Porter le projet des Baumes sonores est exigeant, à l'image du nouveau site et de l'application6 qui m'ont demandé beaucoup plus de temps, d'investissement et d'énergie que je ne l'imaginais. Si l'esprit montre la direction et guide l'être vers un plus haut niveau de conscience, le personnage, lui, rivé à la matière, peut avoir le sentiment de ne pas pouvoir y arriver, d'être démuni et sans puissance. Et comment pourrait-on l'en blâmer... Après tout, c'est bien lui - et non l'esprit - qui vit sur le plan matériel, supporte sa densité et se fait constamment happé par les courants astraux. Dans les moments de vulnérabilité, son émotivité est exacerbée et l'être entre en crise. La puissance se meut alors en non-puissance ; la confiance se transforme en doute ; la volonté fait place à la résignation ; et la joie, à la tristesse. Or c'est au cœur de la crise, lorsqu'elle atteint son paroxysme, que tout se joue. Et que tout peut basculer.
Si vous êtes capable de vivre l'expérience sans la refuser, de traverser l'écran de fumée émotionnel et de voir le leurre de la non-puissance, alors vous êtes à même de réintégrer votre puissance d'être et d'agir intelligemment.
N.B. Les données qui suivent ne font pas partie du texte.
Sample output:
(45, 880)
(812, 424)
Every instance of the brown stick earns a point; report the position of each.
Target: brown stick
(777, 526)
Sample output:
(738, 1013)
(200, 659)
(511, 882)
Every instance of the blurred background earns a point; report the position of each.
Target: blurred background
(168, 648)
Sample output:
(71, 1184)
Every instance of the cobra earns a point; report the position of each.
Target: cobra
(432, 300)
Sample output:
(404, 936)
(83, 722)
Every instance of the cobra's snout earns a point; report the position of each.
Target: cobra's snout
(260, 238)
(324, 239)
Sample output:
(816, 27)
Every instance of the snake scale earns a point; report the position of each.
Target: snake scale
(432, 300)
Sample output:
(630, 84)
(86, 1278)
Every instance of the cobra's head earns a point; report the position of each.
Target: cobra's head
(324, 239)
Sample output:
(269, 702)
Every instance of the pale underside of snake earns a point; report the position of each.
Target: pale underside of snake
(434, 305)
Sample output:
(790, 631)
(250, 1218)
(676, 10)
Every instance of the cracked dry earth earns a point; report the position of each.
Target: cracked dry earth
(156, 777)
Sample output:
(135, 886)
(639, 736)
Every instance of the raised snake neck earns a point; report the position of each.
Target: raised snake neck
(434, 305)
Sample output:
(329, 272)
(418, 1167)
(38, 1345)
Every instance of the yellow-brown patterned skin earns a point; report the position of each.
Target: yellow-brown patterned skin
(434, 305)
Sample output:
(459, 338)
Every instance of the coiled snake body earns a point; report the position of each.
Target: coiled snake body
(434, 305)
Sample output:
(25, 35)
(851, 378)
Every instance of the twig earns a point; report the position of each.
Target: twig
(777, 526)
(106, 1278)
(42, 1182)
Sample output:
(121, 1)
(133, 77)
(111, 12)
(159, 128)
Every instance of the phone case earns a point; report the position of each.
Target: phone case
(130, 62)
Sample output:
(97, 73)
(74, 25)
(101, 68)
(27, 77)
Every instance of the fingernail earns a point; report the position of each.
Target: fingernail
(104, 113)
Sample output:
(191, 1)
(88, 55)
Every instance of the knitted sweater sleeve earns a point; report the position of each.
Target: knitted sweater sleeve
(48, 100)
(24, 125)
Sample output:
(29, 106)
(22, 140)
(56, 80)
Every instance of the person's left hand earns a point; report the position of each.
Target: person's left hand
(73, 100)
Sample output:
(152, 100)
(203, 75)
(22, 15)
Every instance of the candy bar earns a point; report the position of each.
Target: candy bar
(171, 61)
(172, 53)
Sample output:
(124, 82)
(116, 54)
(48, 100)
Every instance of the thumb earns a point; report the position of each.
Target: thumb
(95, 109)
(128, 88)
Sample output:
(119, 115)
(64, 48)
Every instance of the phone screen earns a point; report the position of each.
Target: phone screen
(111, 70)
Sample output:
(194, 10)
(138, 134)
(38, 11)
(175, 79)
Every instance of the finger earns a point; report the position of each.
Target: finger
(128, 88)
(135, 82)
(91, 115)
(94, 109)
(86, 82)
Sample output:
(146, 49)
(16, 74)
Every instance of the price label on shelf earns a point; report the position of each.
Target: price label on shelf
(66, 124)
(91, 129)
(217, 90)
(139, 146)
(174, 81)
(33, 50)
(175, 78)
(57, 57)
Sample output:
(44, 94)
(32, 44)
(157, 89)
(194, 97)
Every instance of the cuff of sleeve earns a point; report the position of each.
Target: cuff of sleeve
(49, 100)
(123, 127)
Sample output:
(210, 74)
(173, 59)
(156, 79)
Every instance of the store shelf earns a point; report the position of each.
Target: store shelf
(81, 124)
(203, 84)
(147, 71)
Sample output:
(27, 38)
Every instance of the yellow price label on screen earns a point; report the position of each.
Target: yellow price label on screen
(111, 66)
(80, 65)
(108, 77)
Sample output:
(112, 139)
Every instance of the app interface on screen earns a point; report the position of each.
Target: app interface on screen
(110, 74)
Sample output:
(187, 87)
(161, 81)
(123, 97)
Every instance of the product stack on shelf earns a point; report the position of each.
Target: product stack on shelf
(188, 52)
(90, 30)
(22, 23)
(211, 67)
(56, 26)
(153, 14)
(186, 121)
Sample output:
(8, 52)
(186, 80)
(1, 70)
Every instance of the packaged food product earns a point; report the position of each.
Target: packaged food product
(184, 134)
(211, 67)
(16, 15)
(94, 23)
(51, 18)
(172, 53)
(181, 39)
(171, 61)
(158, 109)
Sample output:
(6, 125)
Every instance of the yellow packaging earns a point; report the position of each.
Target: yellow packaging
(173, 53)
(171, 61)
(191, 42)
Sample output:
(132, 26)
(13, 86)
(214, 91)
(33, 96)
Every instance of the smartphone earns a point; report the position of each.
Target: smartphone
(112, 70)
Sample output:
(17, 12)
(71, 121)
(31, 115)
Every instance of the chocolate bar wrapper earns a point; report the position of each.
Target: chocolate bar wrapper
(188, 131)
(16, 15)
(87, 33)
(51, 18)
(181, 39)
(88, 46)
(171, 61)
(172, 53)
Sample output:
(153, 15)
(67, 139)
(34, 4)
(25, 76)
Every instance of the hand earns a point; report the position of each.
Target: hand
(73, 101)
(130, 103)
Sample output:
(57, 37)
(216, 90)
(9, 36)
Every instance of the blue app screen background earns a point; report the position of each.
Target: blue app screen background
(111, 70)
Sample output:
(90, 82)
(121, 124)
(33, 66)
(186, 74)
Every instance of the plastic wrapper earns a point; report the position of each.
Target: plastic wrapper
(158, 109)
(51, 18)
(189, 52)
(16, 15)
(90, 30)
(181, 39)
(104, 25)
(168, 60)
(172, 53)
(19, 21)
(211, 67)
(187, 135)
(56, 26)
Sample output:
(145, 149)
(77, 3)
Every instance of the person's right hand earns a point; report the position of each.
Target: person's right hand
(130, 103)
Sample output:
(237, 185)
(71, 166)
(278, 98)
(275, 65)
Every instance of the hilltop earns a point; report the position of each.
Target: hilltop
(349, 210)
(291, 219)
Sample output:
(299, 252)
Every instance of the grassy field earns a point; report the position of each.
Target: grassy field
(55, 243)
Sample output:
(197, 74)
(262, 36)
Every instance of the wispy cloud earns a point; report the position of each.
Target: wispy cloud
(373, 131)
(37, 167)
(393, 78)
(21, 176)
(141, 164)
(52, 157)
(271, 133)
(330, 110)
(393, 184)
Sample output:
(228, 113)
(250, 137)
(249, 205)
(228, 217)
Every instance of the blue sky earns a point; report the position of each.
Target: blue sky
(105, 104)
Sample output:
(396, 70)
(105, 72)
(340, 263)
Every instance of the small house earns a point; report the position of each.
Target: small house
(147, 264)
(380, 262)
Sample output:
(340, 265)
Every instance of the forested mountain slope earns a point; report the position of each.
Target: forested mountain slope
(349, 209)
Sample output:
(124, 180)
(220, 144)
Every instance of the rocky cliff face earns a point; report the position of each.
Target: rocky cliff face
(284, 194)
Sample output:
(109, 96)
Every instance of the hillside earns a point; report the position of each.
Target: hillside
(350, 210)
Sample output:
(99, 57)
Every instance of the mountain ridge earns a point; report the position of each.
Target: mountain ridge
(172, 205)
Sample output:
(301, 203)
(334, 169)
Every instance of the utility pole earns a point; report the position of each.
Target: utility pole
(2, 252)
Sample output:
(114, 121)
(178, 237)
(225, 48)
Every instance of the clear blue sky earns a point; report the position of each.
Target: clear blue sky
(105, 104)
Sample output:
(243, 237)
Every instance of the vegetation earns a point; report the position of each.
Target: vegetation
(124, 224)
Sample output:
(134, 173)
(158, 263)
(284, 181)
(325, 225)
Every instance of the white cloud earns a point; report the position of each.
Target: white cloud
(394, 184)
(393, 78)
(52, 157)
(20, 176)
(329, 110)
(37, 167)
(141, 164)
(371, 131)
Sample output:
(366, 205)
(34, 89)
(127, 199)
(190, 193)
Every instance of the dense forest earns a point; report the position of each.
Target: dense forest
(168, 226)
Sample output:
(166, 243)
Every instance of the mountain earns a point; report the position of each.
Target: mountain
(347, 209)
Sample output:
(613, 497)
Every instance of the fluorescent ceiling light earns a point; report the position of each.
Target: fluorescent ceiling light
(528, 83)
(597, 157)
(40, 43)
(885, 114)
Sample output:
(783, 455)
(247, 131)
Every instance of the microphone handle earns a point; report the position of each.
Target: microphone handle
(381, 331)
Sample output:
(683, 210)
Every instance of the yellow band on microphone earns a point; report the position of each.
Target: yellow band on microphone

La non-puissance est la négation du caractère absolu et inaliénable du pouvoir de l'homme sur sa vie. Elle est ce mélange de crainte et de doute, de culpabilité et de tristesse, qui empêche tout être d'utiliser son intelligence créatrice pour répondre à ses besoins matériels et se donner une vie à sa mesure. Elle est avant tout un leurre, un écran de fumée, qui maintient l'être à bonne distance de sa puissance véritable. Or il existe des forces involutives qui n'ont absolument aucune envie que vous deveniez conscient ET puissant. Ainsi, tant que l'être est inconscient, la non-puissance vibre en lui et il ne tire aucun bénéfice des crises qu'il traverse. Mais pour l'être conscient, les leurres placés sur sa route ne sont plus des pièges, mais des opportunités d'évolution ; les crises en sont plus des abîmes, mais des leviers de transformation. Derrière chaque crise se cache la prodigieuse intelligence de l'esprit, qui utilise tout le matériel disponible pour créer les conditions de l'initiation, jusqu'à ce que l'être puisse faire éclater en lui la non-puissance et réintégrer sa puissance d'être incarné.